Infatti, il percorso psicologico è seguito da un percorso endocrinologico, ossia la terapia ormonale che prosegue per il resto della propria vita. Questa seconda fase è opzionale e non tutte le persone trans* decidono di iniziarla, tuttavia, non farla rende più complesso il successivo iter giudiziario. Qualche anno fa l’Aifa ha stabilito la gratuità degli ormoni, ma l’ha vincolata alla diagnosi di disforia di genere da parte esclusivamente dei centri ospedalieri. Per tutte le persone che, per evitare di passare anni ad attendere una telefonata, hanno deciso di rivolgersi al settore privato, dovranno ancora pagare il costo intero, che varia molto in base al tipo di terapia.

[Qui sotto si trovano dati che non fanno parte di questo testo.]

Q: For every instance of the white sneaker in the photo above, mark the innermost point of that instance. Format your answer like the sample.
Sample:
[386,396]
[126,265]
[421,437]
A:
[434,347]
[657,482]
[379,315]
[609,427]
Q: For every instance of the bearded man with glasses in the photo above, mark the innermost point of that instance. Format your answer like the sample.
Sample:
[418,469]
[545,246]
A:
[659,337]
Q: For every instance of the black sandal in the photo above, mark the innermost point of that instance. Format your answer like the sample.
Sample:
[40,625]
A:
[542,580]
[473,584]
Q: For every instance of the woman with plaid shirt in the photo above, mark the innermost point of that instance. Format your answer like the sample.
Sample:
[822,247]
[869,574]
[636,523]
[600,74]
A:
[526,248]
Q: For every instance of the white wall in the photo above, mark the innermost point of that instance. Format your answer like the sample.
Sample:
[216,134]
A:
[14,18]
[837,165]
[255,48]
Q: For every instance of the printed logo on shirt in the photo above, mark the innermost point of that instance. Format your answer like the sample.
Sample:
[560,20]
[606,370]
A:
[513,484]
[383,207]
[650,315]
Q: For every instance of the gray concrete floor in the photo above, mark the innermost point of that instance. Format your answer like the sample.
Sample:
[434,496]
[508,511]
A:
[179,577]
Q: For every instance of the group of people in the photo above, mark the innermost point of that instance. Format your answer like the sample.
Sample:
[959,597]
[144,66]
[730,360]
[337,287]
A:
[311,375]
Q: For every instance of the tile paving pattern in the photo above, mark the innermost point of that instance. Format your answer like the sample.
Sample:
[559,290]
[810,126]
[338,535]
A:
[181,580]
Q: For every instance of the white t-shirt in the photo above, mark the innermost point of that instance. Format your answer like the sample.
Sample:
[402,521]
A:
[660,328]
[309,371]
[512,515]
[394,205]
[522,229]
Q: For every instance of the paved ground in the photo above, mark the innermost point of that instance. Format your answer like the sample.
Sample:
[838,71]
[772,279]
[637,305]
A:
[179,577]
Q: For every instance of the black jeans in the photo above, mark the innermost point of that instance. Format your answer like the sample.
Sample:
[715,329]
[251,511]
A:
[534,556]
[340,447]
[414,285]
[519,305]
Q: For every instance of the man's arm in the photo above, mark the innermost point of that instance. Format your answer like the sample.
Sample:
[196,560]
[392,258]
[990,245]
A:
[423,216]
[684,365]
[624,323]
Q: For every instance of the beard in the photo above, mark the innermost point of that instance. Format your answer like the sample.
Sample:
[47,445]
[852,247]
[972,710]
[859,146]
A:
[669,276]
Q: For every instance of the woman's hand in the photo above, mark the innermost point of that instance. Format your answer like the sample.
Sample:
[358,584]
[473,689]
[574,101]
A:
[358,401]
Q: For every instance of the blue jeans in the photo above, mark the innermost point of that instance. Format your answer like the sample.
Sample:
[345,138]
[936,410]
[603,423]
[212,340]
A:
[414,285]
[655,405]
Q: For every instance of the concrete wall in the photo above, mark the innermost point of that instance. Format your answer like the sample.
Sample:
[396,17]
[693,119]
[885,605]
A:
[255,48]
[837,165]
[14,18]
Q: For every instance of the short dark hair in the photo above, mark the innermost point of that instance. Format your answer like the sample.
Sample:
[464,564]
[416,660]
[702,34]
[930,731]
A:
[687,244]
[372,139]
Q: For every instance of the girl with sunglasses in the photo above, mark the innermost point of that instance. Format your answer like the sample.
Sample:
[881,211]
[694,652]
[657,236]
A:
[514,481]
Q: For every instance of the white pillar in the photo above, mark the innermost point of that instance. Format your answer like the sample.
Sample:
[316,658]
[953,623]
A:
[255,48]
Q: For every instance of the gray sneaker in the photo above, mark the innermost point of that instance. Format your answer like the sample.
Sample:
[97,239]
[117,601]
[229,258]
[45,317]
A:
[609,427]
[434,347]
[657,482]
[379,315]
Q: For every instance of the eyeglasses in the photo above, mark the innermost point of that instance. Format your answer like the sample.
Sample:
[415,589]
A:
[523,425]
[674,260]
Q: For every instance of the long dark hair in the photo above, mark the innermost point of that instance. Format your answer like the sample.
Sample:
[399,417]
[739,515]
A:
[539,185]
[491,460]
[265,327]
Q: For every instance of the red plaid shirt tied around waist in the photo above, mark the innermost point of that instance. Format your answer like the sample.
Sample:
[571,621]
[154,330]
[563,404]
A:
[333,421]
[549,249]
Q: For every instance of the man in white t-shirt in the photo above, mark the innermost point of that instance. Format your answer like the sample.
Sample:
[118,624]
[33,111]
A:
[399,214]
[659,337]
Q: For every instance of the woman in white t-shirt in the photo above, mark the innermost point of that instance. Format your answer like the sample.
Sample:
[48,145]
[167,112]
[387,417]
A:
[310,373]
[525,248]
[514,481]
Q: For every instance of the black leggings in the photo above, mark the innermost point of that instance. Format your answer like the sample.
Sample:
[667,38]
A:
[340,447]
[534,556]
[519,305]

Fino a una sentenza della Corte di Cassazione del 2015, tra i trattamenti necessari per la modifica del genere anagrafico, c’erano anche le operazioni chirurgiche sugli organi sessuali. Era necessario quindi fare una prima domanda per chiedere un’autorizzazione a procedere con l’intervento chirurgico e poi, fatto quest’ultimo, richiedere una seconda sentenza per rettificare i documenti. Ad oggi è il giudice che autorizza le operazioni quando ritiene che siano necessarie per il benessere psicofisico della persona, ma questa decisione non è più un pre-requisito per cambiare i documenti.
Completati questi due step si arriva all’iter legale. Infatti, per ottenere il cambio dei documenti è necessario avere una sentenza emessa dal Tribunale. E non si tratta di un semplice passaggio burocratico, ma di un processo vero e proprio in cui bisogna convincere il giudice della legittimità della propria identità di genere. Vi sono molte criticità con questo modello, prima fra tutte il fatto che rende anche questa fase del percorso estremamente lunga, il tempo medio del procedimento è di circa 10 mesi, ma ci sono casi in cui si estende anche per diversi anni. Questo significa che per anni una persona, grazie alla terapia ormonale, ha un aspetto che non corrisponde a quanto indicato nei suoi documenti, esponendola ad attacchi e discriminazioni. Inoltre, si pone nuovamente la problematica dei costi. Le persone con un reddito personale inferiore a circa 12 mila euro possono beneficiare del gratuito patrocinio, gli altri, invece, dovranno spendere, mediamente, intorno a 2000 euro. Infine, si pone il tema di quanto sia idonea la figura del giudice a decretare in questo ambito e se sia davvero necessario sottoporre a un’ennesima prova una persona che ha già dovuto dimostrare la propria identità a molteplici professionisti.
Tutto questo rende chiaro quanto lunghi siano i tempi e quanti sacrifici siano richiesti alle persone trans* nel nostro paese. Dietro alle date e alle procedure evidenziate sopra si nascondono notti insonni passate a pensare a tutte le cose che possono andare storte, crisi di pianto in cui ci si chiede se si ha davvero la forza per arrivare fino in fondo, momenti di disperazione quando dopo mesi non si riceve ancora quella telefonata che segna l’inizio del tragitto. E, come evidenzia la recente vicenda di violenza da parte della polizia locale contro una donna trans, neanche dopo aver attraversato tutto questo otteniamo il diritto di essere considerati degli esseri umani, di poterci sentire al sicuro nelle nostre città. Le mille prove che affrontiamo quotidianamente non bastano a salvarci dall’essere delle persone di serie B che devono imparare a proteggersi per sopravvivere. Anni di fatica non ci salvano dal limbo.